A few options include keeping the craft on a trailer, dry rack storage, or even more convenient, a drive-on floating boat lift. Drive-on boat lifts secure dockside and allow the operator to keep the hull high and dry without the hassle of launching at a boat ramp.  

When a vessel is stored out of the water it eliminates the need for removing barnacles from boat.

Bottom Cleanings

Antifouling paint does an excellent job of reducing barnacles’ growth but does not eliminate them entirely. Hull cleaning experts are a necessity in boat barnacle removal.

When a boat is stored in saltwater, even with a biocide applied, divers must come periodically to scrape the barnicle away from the boat’s hull.

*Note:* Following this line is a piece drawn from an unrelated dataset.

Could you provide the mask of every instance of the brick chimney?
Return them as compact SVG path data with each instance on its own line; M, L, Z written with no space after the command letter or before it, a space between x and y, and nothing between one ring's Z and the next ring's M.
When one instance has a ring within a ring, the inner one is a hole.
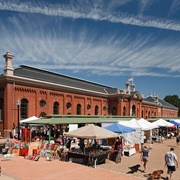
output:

The frequency of cleanings is highly dependent on the growth rate in your vicinity. However, hull scraping is required once per year and particularly during the summer months. During the summer months, barnacles accumulate at a rapid rate. 

When you’re at the marina or repair shop, ask for a recommendation on a trusted diver to remove barnacles on a boat. Neighboring boat owners will be glad to steer you in the right direction.

It’s Time to Start Removing Barnacles to Lower Costs

Yes, money will need to be forked out to help prevent or remove barnacles periodically. The combination of bottom paint and hull cleanings thus reducing growth and removing barnacles will result in lower fuel costs and decrease the need for engine repairs due to overheating. The upfront cost will help lower expenditures caused by excessive barnacle growth on the hull of your boat.